The selection of pistons and rods was for size -- to fit cylinder bore diameter, but I don't recall seeing a station that weighed the pistons. Not to say there wasn't one, just no one mentioned it. If the pistons were supplied by others the weighing might have been done at the supplier. Same with balancing the crankshaft and weighing the connecting rods. Exactly what John said.
FWIW: Wixom Performance Build Center (where the LS7 is assembled) does no balancing either -- balancing of the complete assembly is contracted out. All the rotating and reciprocating parts arrive already balanced. What's more every piston can fit in any hole. No more selective assembly. It's not exactly your father's (or even your) small block.
I toured the LT5 plant, Mercury Marine in Stillwater, Ok two or three times and watched them assemble and test engines. It was as Terry described, the rotating assembly was not balanced near the assembly line, possibly some other place. They told us both ends of the rods and the pistons were carefully matched. The crank, rods and pistons arrived together so I assumed at that time the crank had been balanced with those weights. After the engine was assembled it was prepped for the engine dyno and while warming up they checked balance at low RPM and inserted pins in the balancer. I did not see them do anything to the flywheel end but may have missed it.
Those engines were something on their power runs, 7200 RPM and none produced less than 420 HP and those were the 375 HP engines. The 405's were about 450 with all accssories and stock exhaust manifolds.
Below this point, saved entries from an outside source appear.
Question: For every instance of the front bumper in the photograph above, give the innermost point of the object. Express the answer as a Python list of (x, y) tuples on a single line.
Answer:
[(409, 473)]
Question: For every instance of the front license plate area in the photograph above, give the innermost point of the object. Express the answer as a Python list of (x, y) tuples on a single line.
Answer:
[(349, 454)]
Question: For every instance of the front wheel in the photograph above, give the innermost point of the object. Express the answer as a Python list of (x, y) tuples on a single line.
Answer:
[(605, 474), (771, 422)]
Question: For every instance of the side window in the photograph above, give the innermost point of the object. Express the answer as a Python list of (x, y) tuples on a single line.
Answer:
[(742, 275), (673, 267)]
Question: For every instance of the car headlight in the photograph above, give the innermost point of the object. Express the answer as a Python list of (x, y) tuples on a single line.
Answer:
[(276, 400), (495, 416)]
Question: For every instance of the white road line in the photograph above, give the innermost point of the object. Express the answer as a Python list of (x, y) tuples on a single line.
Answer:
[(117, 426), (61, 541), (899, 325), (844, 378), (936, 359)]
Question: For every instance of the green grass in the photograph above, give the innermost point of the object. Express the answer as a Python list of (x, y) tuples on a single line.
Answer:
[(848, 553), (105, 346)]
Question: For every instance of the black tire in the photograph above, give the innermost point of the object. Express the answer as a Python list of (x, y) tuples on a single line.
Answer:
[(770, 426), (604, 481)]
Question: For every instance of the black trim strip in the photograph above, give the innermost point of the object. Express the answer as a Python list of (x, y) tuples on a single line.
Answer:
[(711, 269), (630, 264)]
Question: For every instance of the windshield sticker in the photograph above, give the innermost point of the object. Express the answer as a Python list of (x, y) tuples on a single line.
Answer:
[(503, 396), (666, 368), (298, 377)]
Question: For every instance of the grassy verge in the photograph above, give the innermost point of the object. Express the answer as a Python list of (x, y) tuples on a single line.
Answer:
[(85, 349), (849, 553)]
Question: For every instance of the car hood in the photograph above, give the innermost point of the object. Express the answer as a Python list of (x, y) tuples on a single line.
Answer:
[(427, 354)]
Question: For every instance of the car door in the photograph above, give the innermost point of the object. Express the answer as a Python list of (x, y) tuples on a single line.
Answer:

thank you, this has concerned me for a while, i just have to finish it up and have the nerve to fire it up, i have more in this engine than many cars i have owned, thanks,bill
I only got through Stillwater once, but I am still impressed with their care in assembling the LT5. Even now some 17 years later, their methods are still almost current.
I remember the pistons arriving matched with the cylinder sleeves from Germany. An amazing operation. I don't remember anything about balancing, but do recall that they measured the cylinder cases with automated equipment and kept the measurements on file.